Medium ruby color with aromas of sour cherry, cherry candy, menthol, horehound and camphor. More fruit and herbs in its flavor profile than oak. Lighter bodied than expected for Tempranillo and very high in alcohol, with assertive tannins and acidity. The flavor is strikingly medicinal…although I confess I don’t know enough about Texas terroir or wine-making to speculate on why that would be. It’s certainly unusual! Given its fresh aromatics and dryness, I would serve this wine as an apertif. 100% Tempranillo. $66
2022 Eden Hill Wine=MC2 (Texas High Plains AVA)
Blackberry, black cherry, dusty herbs. Moderate alcohol and balanced. A savory finish of tomato skins, sage, and basil would make this one an excellent pizza wine. (“MC” is Montepulciano-Cabernet, cute!) 54% Montepulciano, 33% Cabernet Sauvignon, 13% Cabernet Franc. $43
2022 Eden Hill Muscat Canelli (Texas High Plains AVA)
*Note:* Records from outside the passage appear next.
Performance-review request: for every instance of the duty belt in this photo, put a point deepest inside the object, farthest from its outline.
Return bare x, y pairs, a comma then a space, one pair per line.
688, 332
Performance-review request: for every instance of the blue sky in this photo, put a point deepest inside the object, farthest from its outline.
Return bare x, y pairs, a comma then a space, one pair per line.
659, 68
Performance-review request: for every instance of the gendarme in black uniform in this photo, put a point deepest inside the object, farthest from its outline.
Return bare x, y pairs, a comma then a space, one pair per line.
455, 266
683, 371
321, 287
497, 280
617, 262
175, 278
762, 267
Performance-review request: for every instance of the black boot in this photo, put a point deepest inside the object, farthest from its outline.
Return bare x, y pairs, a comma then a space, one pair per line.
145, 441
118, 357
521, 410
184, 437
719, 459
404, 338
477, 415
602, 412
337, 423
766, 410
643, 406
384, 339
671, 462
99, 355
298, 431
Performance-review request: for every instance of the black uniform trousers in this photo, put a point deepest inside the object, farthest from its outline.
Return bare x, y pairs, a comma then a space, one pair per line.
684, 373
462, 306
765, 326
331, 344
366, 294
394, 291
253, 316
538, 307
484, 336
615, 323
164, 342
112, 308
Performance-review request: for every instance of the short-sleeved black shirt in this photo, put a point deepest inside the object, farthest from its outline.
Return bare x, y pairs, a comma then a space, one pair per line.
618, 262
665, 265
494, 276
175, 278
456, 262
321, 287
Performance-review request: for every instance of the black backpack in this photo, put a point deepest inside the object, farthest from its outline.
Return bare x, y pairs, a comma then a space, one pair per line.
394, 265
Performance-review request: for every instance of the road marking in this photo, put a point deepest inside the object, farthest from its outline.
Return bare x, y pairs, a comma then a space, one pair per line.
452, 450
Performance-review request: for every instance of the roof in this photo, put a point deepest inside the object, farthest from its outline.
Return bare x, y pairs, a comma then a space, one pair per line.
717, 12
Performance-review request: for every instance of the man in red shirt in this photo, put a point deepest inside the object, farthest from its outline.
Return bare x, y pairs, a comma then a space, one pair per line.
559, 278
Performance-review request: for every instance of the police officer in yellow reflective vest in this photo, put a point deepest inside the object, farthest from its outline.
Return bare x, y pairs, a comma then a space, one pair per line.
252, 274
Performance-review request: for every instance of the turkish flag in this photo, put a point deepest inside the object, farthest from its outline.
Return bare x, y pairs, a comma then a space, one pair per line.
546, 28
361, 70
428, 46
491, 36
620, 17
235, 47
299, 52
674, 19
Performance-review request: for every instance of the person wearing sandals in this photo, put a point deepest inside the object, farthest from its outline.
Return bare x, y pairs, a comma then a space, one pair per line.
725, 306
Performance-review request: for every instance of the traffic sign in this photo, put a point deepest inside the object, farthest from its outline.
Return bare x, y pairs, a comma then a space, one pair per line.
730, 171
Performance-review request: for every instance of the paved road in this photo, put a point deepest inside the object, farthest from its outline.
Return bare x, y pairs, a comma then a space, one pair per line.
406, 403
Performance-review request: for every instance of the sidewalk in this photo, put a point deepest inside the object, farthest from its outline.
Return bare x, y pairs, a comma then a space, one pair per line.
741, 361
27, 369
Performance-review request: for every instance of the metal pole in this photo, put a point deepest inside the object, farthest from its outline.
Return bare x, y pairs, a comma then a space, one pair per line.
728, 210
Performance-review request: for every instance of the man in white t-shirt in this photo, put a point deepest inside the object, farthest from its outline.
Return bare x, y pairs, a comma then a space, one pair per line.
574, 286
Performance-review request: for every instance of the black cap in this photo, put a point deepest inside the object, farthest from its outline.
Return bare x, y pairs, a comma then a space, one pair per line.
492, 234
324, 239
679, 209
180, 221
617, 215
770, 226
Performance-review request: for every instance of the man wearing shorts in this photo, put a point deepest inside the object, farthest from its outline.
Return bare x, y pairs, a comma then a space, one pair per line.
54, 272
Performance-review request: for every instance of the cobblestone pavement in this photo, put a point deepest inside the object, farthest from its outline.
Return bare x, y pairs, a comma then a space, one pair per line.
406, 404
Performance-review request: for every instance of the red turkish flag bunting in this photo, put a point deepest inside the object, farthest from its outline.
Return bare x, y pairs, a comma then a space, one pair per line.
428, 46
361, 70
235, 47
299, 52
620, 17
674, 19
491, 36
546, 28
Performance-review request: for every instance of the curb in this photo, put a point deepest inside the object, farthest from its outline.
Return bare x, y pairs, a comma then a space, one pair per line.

Starting and ending my tasting with white wine. 😊 This Texas Muscat Canelli was subdued on the nose but loaded with delicious citrus and floral flavors. Fresh orange peel, lemon pastry cream, bergamot/bitter orange, pear, stone fruit, and a whiff of magnolia. Full-bodied with a generous glycerol-laden texture. High in alcohol (which I prefer in a dessert wine or final pour) and not overly sweet. $26
Review disclosure: I was not compensated or provided any free products for this review. Opinions expressed on The Wine Fairy blog are entirely my own.